# [SOLVED] Crysis game sound



## sarge03 (Feb 28, 2009)

Hello, 
I've recently installed the original Crysis game on my pc since I upgraded my GPU to a Galaxy GTX 460. When i play crisis, the sound is distorted or garbled. I reinstalled it and downloaded patches 1.1, 1.2, and 1.21 hotfix and the sound went away, but the sound somehow started again recently. I have updated the sound drivers for my realtek high definition on board sound. I also have the latest GPU driver and MOB drivers as well. It only happens when i play this game, every other game sounds perfectly fine. Any info would be appreciated. Thanks!


----------



## ebackhus (Apr 21, 2005)

*Re: Crysis game sound*

try ramping down hardware acceleration one tick.


----------



## RockmasteR (Aug 10, 2007)

*Re: Crysis game sound*

in Vista there is no option to reduce the hardware acceleration, instead you can set the default format to the lowest and see if it helps
go to Control Panel -> Sound
right click "Speakers " and choose properties -> Advanced
set the default format to 16 bit 44100 CD Quality


----------



## sarge03 (Feb 28, 2009)

*Re: Crysis game sound*

Ok, i changed the settings to 16 bit 44100 CD Quality as you stated, it seemed to work but after 1 day it came back again. It sounds like static in a way and is very annoying. Any other suggestions?


----------



## ZOMBE (Nov 24, 2010)

*Re: Crysis game sound*

This seems to be a very common problem with Crysis. There has been many solutions people have tried. Updating windows seemed to fix the problem for some. This was found on inCrysis's forum on how this fellow member fixed his problem. He wrote a little step by step guide on what you can do to try to resolve your problem.

"Before people are giving up completely on the game because of stuttering sound, please try to make a "system.cfg" file and place it in the Crysis folder. I had bad stuttering as well in the beginning but haven't heard from it since I added sound tweaks to my tweak cfg file. It may be worth a try if people have given up on the game completely.

open notepad and add this:

sys_budget_sysmem = 2048

--- sound ---
sys_budget_soundchannels = 32
s_SpeakerConfig = 0
s_FormatSampleRate = 48000
s_FormatType = 3

------ END here ----

sys_budget_sysmem = 2048 <- this number has to be the amount of RAM on your PC

sys_budget_soundchannels = 32 <- this one made the big difference for me. Keep it on 32

s_SpeakerConfig = 0 <- this tells Crysis to use windows speaker setup. Keep it at "0"

s_FormatSampleRate = 48000 <- this is the Hz of the sounds, can be changed to 44100 if needed.

s_FormatType = 3 The type of codec format for the sounds, leave it at 3

If you try this out and it works, PLEASE come and report back, so other people will know and be able to benefit from it!

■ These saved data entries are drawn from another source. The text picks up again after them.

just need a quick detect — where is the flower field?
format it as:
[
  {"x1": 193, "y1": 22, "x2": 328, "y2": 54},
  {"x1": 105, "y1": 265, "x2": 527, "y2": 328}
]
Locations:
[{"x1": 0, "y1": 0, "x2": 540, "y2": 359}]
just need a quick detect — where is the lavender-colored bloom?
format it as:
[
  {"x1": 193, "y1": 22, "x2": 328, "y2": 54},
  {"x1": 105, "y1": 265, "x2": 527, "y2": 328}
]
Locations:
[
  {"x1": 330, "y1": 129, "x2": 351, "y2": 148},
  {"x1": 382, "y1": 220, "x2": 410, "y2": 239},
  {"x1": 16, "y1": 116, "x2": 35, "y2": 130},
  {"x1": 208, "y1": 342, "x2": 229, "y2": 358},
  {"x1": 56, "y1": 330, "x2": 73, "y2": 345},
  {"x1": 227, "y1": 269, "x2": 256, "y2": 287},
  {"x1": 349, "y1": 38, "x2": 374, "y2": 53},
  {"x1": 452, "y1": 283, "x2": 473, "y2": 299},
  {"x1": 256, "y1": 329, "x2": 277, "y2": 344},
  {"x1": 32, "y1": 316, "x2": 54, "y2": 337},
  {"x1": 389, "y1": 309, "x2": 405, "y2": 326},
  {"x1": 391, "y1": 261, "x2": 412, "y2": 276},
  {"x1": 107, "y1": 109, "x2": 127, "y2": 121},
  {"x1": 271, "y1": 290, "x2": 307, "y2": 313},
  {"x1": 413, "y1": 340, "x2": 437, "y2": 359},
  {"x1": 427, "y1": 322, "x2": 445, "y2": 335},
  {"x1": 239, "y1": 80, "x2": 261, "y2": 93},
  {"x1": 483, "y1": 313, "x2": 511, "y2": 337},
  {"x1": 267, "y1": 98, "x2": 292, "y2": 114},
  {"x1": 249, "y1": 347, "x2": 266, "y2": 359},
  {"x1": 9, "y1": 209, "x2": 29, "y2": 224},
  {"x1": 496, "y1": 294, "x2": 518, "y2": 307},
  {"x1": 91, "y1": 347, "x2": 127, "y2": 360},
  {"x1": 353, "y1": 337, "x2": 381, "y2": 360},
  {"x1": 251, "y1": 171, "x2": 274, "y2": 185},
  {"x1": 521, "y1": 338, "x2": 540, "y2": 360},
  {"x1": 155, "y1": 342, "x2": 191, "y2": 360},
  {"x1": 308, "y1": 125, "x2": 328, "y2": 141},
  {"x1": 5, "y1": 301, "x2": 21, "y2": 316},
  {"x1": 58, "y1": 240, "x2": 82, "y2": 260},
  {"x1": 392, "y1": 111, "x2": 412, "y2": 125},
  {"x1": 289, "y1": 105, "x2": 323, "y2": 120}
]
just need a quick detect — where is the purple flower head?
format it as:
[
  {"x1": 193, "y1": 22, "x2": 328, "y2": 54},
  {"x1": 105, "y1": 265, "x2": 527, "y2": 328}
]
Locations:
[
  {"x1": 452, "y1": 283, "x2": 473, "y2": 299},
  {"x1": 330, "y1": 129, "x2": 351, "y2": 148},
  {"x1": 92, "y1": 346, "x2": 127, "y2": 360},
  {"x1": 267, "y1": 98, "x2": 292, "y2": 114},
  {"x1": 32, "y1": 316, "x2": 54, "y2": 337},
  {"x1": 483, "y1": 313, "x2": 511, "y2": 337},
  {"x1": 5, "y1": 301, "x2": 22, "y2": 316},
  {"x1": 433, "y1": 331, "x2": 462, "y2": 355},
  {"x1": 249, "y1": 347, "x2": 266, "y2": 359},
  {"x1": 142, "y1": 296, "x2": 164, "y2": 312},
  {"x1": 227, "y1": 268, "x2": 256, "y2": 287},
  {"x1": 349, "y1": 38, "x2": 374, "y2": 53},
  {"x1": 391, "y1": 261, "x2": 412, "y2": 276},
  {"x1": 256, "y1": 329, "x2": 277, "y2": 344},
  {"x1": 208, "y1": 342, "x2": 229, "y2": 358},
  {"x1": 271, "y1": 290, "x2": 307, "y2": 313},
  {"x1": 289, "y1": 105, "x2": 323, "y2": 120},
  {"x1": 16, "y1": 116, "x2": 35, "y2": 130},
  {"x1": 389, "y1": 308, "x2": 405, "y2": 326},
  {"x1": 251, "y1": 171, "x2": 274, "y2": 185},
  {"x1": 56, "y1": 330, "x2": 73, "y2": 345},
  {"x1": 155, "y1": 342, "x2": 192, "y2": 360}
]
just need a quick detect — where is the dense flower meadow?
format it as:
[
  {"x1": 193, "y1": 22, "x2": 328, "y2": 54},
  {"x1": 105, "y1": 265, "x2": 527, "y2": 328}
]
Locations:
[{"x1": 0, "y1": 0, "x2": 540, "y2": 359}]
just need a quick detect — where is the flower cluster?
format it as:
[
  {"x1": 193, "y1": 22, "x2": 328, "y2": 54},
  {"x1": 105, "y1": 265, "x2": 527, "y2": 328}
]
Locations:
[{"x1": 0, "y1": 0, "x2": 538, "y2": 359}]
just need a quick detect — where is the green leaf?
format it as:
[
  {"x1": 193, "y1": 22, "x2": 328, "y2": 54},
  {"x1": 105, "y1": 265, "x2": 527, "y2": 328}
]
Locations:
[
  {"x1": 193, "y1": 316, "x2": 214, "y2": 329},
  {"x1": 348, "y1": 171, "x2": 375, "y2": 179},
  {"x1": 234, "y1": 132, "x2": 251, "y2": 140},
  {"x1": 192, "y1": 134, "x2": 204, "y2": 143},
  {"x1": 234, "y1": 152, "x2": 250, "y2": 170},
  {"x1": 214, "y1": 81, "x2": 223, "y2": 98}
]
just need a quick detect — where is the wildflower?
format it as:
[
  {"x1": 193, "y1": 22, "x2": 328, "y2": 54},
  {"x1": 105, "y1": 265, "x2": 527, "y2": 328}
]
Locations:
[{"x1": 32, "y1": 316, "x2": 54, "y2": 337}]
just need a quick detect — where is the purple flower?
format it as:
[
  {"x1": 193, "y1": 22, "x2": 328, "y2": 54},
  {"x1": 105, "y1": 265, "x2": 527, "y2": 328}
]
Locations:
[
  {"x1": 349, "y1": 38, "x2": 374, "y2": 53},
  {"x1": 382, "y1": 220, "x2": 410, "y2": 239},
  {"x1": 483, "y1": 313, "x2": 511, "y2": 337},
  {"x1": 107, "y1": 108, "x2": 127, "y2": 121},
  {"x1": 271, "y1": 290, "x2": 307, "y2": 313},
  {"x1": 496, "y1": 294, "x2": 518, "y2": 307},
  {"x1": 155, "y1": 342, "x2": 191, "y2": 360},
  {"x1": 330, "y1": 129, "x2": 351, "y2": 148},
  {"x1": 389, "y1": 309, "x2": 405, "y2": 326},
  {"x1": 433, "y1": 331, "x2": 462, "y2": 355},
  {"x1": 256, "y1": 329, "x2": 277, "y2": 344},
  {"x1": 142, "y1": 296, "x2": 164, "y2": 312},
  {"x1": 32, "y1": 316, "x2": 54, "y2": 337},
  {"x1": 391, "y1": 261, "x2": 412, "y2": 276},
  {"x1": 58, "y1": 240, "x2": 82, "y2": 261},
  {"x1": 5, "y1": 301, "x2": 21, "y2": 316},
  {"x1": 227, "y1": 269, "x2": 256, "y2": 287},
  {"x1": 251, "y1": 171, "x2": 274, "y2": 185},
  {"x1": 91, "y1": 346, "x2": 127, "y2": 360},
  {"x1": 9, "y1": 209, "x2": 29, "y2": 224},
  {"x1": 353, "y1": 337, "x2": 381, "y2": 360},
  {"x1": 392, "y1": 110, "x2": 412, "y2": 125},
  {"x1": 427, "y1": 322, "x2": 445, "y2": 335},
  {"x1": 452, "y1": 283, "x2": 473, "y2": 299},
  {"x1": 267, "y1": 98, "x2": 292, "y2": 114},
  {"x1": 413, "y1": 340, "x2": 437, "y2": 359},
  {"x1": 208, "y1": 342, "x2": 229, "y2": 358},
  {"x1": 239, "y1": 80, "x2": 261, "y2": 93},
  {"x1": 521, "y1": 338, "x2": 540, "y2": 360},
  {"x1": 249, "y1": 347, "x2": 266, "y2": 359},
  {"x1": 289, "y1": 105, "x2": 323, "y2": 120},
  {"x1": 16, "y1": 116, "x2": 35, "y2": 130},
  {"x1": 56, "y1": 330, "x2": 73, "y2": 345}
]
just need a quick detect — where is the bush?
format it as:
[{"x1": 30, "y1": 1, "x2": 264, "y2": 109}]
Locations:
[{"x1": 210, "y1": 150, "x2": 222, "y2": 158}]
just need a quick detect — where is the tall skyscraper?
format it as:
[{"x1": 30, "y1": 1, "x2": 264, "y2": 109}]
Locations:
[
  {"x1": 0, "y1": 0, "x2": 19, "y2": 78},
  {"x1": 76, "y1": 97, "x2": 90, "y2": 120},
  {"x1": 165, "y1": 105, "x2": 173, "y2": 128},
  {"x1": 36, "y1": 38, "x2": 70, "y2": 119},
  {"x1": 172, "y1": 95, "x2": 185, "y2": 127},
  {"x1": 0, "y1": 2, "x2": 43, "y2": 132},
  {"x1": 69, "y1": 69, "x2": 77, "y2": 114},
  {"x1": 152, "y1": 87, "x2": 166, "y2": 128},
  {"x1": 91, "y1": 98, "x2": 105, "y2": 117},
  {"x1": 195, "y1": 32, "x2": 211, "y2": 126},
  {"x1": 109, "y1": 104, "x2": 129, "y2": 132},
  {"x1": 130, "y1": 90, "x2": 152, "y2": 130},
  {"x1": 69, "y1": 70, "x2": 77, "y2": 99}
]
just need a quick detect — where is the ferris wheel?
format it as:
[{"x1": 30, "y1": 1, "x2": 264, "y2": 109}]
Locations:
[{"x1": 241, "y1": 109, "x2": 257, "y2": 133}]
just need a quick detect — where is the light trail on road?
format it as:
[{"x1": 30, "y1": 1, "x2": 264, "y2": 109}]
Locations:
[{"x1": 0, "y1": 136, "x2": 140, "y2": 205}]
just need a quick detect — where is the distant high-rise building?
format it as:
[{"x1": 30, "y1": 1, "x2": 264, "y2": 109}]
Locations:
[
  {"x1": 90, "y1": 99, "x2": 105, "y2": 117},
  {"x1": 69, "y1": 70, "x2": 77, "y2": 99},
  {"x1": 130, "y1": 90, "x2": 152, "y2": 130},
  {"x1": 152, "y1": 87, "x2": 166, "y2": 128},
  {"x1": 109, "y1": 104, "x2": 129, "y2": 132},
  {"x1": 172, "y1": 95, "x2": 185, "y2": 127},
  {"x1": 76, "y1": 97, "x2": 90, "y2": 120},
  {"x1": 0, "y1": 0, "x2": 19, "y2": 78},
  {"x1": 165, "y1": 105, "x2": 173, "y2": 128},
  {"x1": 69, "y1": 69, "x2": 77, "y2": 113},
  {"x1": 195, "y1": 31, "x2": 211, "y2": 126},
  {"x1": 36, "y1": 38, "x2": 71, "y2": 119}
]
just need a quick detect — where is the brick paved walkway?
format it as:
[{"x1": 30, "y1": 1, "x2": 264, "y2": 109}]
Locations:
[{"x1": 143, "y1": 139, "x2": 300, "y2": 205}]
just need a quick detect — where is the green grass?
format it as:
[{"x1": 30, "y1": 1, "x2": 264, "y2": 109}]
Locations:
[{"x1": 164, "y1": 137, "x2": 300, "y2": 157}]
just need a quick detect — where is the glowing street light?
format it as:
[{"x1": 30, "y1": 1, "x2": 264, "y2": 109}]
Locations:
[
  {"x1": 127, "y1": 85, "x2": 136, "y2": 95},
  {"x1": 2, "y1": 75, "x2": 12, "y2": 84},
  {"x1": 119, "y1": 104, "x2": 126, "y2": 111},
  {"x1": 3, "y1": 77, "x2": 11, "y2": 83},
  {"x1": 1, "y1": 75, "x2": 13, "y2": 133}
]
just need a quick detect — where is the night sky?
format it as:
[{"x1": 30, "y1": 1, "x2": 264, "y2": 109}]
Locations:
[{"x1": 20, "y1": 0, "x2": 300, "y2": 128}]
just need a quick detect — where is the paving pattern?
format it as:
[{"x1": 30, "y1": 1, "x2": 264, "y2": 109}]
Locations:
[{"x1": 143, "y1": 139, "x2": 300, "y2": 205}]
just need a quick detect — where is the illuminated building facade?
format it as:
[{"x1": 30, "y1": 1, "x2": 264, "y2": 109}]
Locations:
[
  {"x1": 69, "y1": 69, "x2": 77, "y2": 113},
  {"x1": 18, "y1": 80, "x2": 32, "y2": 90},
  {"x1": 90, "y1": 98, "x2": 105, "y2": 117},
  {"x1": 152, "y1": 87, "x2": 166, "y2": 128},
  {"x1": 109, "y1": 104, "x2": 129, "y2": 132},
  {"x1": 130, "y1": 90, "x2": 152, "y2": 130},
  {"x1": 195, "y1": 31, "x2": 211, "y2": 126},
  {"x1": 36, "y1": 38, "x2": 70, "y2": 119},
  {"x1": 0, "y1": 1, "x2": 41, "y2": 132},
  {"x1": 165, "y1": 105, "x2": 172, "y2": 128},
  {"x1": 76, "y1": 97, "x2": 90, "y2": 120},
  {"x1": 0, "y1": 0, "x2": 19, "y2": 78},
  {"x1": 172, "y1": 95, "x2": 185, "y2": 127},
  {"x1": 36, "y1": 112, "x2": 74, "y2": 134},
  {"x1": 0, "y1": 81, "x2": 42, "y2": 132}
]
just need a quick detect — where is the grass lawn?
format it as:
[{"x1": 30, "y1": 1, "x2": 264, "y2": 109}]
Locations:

To make a system.cfg (from Tweakguides):

This file doesn't exist by default, so you need to create it by going to your \Program Files\Electronic Arts\Crytek\Crysis directory (or the place where you chose to install Crysis), right-clicking on an empty spot and selecting 'New>Text Document'. Then rename this .txt file to System.cfg (not System.cfg.txt). By default Crysis looks for the presence of this file each time it starts, and if the file exists and contains valid commands, they will be automatically executed as the game loads up. As such, this file is the perfect place to store most of the commands you wish to apply to Crysis at startup, particularly low-level engine commands." 

Please let me know if this helped.


----------



## RockmasteR (Aug 10, 2007)

*Re: Crysis game sound*

you can always try to update your sound card drivers to the latest
also set the sound option a bit higher than CD quality and see if that still works


----------